Did Beaufort County superintendent misrepresent himself on a job application?
Beaufort County Superintendent Jeff Moss denied having ever been sanctioned by a state regulatory agency on his recent application to be state superintendent of Alabama, despite pleading guilty to two violations of ethics laws after a S.C. Ethics Commission investigation in 2016.
When asked why he answered "no" to the question — "Have you ever had any license or certificate of any kind (teaching certificate or other professional license) revoked, suspended, or reprimanded, or have you in any way been sanctioned by or is any charge or complaint now pending against you before any licensing, certification or other regulatory agency or body, public or private?" — Moss said in a Wednesday interview that he didn't know whether the S.C. Ethics Commission was a regulatory agency.
(Click here to view Moss' application and letters of recommendation for state superintendent of Alabama.)

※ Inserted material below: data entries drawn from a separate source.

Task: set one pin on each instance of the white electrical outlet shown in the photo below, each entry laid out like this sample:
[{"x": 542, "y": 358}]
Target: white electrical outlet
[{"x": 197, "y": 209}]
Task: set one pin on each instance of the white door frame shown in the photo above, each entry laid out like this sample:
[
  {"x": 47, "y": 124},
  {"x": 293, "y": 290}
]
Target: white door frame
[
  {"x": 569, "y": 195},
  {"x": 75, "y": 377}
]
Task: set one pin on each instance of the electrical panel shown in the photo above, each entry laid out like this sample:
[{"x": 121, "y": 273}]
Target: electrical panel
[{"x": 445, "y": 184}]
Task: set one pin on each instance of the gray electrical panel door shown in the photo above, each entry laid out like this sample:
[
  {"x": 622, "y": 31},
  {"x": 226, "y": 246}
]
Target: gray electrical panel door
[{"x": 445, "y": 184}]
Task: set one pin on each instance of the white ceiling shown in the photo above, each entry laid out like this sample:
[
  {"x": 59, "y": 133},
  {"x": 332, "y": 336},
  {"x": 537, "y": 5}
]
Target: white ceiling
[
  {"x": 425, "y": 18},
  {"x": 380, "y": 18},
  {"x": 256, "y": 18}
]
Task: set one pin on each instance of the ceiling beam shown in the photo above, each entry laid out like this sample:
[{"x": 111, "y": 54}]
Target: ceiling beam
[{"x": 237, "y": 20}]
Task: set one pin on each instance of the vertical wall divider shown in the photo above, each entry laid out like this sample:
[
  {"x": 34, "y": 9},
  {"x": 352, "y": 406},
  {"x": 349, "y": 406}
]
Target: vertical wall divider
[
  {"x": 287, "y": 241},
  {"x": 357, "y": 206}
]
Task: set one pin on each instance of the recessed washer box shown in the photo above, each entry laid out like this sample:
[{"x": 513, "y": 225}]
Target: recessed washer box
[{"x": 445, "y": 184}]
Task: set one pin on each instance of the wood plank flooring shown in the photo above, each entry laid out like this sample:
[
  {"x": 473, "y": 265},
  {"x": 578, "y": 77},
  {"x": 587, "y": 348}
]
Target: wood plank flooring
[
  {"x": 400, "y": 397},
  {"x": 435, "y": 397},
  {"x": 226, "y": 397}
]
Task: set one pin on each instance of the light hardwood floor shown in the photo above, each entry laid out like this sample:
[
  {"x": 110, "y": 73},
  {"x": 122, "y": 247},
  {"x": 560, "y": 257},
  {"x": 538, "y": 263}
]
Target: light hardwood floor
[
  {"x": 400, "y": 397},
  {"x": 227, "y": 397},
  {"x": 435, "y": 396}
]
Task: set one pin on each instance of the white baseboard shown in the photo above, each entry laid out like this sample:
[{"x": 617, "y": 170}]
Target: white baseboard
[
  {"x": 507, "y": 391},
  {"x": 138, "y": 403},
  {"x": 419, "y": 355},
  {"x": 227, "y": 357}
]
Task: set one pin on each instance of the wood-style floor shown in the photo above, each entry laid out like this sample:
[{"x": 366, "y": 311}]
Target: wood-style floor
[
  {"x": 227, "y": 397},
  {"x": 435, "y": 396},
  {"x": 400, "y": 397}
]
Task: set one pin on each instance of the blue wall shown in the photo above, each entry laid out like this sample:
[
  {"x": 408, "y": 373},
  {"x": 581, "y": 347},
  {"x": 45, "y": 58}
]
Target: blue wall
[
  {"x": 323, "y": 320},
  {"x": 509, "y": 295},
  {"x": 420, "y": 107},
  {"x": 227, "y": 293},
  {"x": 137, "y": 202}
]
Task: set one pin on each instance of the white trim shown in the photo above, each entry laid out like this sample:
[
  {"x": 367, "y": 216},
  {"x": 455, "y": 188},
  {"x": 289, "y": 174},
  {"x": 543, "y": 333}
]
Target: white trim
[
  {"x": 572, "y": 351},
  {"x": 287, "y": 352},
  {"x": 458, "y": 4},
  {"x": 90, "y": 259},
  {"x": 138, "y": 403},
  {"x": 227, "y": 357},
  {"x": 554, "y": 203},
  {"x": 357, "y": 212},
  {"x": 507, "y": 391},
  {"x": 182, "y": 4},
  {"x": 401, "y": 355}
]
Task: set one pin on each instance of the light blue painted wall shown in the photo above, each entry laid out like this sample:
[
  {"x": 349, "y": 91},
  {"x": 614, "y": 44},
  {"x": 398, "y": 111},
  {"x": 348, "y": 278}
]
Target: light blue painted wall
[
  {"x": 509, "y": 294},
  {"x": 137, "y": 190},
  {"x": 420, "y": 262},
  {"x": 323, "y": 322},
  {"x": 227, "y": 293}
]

After being read verbiage of the question over the phone, Moss said he does not consider the ethics commission to be a regulatory agency. He went on to say he considers agencies such as the S.C. Department of Education as regulatory because the department manages educators' certificates and noted that his license is valid through 2023.
S.C. Ethics Commission Director Meghan Walker said Wednesday that the agency is a regulatory agency.
"It’s a public arm of government that has responsibilities for regulating the state Ethics Act," she said, speaking generally about the function of her office and not about any particular case.
According to the S.C. Ethics Commission's website, the agency has the authority to recommend administration or disciplinary action, issue warnings or reprimands, order restitution or levy a civil penalty.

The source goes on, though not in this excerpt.